Anal Fissures
Over 200,000 Americans are diagnosed with anal fissures each year. These are not usually a serious condition, but they are most definitely uncomfortable. Although your fissures will usually heal on its own in four to six weeks, when it doesn't, we can help. Regardless of if your anal fissures isn't healing on its own or your anal fissures keeps coming back, our experts are here to help you get back to a more comfortable life.
Anal fissures
An anal fissure is a tear is the lining of the anus, and can be very painful, especially during bowel movements. Treatment include changes to your diet and regular bowel habits. Your doctor may recommend surgery to quicken your healing. The purpose of this surgery is to loosen the muscular ring, or the anal sphincter.
Surgery for anal fissures
Most acute (short-term) fissures will heal on their own in 4-6 weeks. Surgery for anal fissures is generally reserved for people:
- With an anal fissure that has been present for more than 6 weeks (considered chronic)

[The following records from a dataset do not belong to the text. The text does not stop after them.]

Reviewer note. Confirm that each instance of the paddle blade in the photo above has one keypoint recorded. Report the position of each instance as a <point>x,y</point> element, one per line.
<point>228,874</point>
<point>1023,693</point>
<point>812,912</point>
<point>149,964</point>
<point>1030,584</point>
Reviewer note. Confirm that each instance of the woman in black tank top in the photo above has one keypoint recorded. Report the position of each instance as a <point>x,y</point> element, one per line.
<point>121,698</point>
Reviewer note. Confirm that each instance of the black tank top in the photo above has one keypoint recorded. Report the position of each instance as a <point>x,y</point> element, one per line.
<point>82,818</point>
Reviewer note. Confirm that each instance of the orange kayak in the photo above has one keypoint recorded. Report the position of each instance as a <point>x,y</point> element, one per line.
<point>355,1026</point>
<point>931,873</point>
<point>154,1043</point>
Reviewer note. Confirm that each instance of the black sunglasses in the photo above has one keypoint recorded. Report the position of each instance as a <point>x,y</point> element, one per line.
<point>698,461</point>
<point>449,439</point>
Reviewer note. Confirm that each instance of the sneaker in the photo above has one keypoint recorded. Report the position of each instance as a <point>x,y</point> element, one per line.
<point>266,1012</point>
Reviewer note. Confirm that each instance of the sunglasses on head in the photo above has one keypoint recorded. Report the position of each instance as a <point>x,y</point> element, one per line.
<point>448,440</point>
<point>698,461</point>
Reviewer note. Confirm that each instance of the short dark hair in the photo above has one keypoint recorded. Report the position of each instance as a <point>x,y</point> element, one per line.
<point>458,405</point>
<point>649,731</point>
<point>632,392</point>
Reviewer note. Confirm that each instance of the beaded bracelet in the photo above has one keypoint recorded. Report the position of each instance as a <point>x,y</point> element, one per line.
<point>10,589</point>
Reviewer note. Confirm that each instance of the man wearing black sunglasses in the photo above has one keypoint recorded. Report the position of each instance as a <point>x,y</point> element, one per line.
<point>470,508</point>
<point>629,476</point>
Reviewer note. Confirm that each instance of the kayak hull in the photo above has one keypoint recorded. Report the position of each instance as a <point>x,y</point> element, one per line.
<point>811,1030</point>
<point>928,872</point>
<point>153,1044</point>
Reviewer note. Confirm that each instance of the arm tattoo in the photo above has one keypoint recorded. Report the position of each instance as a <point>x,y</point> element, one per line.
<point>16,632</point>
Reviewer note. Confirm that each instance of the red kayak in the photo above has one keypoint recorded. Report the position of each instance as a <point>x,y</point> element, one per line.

- Who have tried medical therapy for at least one to three months and failed
Lateral sphincterotomy is the main surgery to treat anal fissures. During surgery your doctor makes a small cut in the internal muscle around the anus. This cut relaxes the muscle, preventing muscle spasms. It is these spasms which prevent the fissure from healing. The fissure itself is not closed with suture; it needs to heal on its own.
Risks of surgery
The most common risk with this surgery is the development of anal incontinence.
Anal incontinence can include inability to control gas or loss of solid stool. You can expect to have some mild, and temporary, leakage during your recovery period. About half of our patients experience this during the surgical healing process. This post-surgical incontinence is rarely permanent and is usually mild. It should end within a few weeks.
The risk of incontinence after sphincterotomy is higher for women who have had vaginal childbirth. It is also higher for patients that have had previous anal or rectal surgery.
You should discuss all your risks with your surgeon during your pre-surgical appointment.
After Surgery
We perform this surgery as an outpatient surgery, under general anesthesia. The pain from the sphincterotomy is usually mild and is often less than the pain of the fissure itself. You may have a small amount of blood or drainage from the anal area for several days after surgery. This should resolve on its own.
You may resume your usual diet immediately after surgery.
You will need to speak to your doctor, but, often, you can return to normal activity within one to two weeks .
It is very important to not allow yourself to become constipated after surgery.
To avoid constipation, we recommend:
- Starting a diet of high fiber the morning after surgery. Bran cereal, wheat or rye bread, fresh fruits, and vegetables are ideal.
- Mixing one tablespoon of Metamucil with eight ounces of water twice a day. You should start this on the morning after surgery.
- Taking Dulcolax stool softener (100mg) twice daily. This starts on the day before your surgery, and until you are no longer taking pain medication.
- If you go 48 hours without a bowel movement (BM), take two tablespoons of Milk of Magnesia. Continue taking every 6 hours until your first BM, and then stop.
- Call the office if you go more than 2 days without a BM or if you are having abdominal pain or abdominal distension.
- Drink plenty of water and juice and eat fresh fruits and vegetables.